The authors report a singular case of post-operative exogenous fungal endophthalmitis caused by a non-pathogenic fungal agent: Aspergillus oryzae. A 75-year-old Caucasian woman with post-penetrating keratoplasty fungal endophthalmitis due to a nonpathogenic A. oryzae, resistant to the current azoles anti-fungal agents, was treated with subtotal vitrectomy, intravitreal injection, and systemic voriconazole therapy. Complete resolution of the endophthalmitis occurred after two subsequent intravitreal injections and a 2-month-long systemic delivery of voriconazole. The quick identification of the fungal agent allowed immediate and targeted therapy. In the article, the safety and efficacy of both systemic and intravitreal voriconazole treatments are discussed.

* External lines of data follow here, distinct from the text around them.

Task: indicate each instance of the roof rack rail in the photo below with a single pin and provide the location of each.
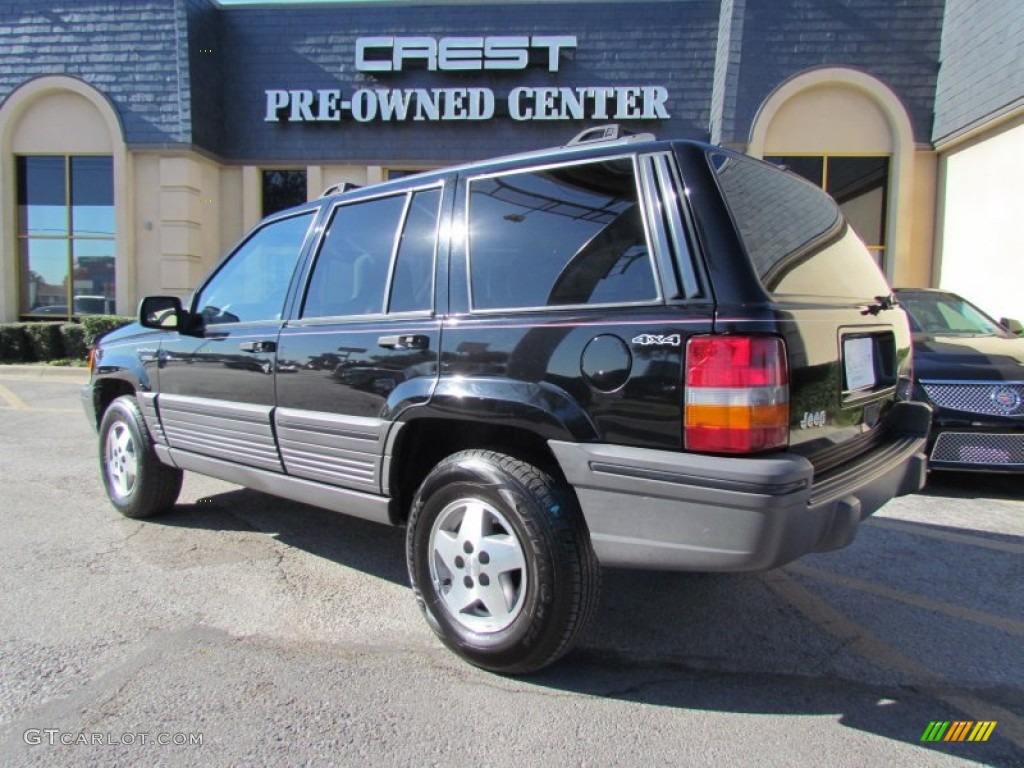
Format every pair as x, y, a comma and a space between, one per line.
340, 187
612, 132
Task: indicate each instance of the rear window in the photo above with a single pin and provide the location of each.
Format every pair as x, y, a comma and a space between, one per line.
562, 237
795, 235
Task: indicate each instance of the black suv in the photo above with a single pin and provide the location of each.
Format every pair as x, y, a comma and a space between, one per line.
650, 354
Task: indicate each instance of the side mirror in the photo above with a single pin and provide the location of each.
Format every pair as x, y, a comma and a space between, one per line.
1012, 326
162, 312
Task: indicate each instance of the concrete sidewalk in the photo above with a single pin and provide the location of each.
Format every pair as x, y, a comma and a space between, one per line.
28, 371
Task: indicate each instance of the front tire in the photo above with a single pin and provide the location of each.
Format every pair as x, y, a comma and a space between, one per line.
501, 561
136, 482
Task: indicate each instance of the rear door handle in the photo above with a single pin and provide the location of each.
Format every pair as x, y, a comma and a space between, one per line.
258, 346
410, 341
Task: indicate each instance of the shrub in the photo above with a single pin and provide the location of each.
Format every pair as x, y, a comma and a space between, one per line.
44, 341
74, 341
97, 325
13, 342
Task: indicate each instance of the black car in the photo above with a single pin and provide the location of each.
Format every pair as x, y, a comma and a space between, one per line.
653, 354
971, 370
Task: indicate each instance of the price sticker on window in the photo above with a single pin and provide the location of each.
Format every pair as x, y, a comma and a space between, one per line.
858, 359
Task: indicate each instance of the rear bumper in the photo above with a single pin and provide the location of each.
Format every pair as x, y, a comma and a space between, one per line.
665, 510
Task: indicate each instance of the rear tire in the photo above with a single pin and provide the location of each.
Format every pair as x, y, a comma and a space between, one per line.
136, 482
501, 561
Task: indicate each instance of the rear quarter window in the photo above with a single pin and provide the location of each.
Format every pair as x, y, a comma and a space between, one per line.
795, 235
560, 237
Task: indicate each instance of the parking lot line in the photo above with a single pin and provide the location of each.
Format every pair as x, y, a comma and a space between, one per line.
935, 606
870, 647
12, 399
945, 536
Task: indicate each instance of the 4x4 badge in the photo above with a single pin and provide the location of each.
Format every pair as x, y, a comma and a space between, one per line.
652, 340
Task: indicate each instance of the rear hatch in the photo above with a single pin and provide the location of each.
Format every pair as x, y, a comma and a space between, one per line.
803, 273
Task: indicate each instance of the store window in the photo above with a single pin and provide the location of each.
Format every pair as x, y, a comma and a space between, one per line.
283, 188
858, 183
66, 235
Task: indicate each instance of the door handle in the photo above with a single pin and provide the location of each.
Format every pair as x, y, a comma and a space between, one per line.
258, 346
409, 341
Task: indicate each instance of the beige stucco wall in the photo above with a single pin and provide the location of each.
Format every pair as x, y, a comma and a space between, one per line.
827, 119
835, 111
980, 253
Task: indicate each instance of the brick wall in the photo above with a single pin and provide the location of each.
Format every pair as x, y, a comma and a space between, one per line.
668, 44
895, 41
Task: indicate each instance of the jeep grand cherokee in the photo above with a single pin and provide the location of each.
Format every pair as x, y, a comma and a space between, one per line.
651, 354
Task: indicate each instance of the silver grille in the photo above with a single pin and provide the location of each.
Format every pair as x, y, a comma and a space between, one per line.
980, 449
986, 397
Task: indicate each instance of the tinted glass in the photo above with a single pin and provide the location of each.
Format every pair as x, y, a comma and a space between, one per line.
42, 199
794, 233
350, 273
945, 313
412, 287
558, 238
283, 188
252, 285
92, 197
858, 184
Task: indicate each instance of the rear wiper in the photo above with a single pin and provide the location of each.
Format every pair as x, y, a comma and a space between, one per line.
881, 303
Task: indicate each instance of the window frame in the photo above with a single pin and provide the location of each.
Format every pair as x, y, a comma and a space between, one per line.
330, 211
263, 170
653, 256
311, 228
880, 252
69, 239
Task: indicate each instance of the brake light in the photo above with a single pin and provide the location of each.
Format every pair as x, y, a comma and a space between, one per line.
737, 394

Fungal exogenous endophthalmitis, defined as growth of any yeast or filamentous fungus from intraocular fluids associated with inflammatory reaction of globe tissues, has been nosographically classified as post-traumatic, post-keratitis, and postoperative . Fungal endophthalmitis after keratoplasty tends to be rare with the incidence of 0.16% , which is 3 times higher than that of post-cataract surgery . Within the surgery-related cases, a large amount (70%) follows cataract extraction with intraocular lens (IOL) implantation : the genera Aspergillus fumigatus, niger, and terreus are the most common causal agents in this clinical category (with variation ranging from 50 to 91%, depending on geographic location) [1, 4]; in post-keratoplasty eyes is reported a strong association between exogenous endophthalmitis and candida species contamination [1, 3]. One recent study showed the increasing trend in fungal donor rim contamination with full correlation between the positive donor rim culture and cases of postoperative infection: local and oral steroid use as well as long-lasting broad-spectrum antibiotic postsurgical treatment may be contributing factors . The only results for A. oryzae infection were rare cases of infective keratitis [5, 6]. To the best of our knowledge, the case reported in this article is the first nonpathogenic A. oryzae exogenous fungal endophthalmitis after penetrating keratoplasty (PKP) described in the literature. A. oryzae belongs to Aspergillus section Flavi. It is a non-aflatoxigenic filamentous fungus, widely used to ferment soybeans, saccharify rice in the making of sake, and product enzymes, although there have been reports of some strains identified as A. oryzae that were implicated in the production of aflatoxins or other toxic metabolites [7, 8].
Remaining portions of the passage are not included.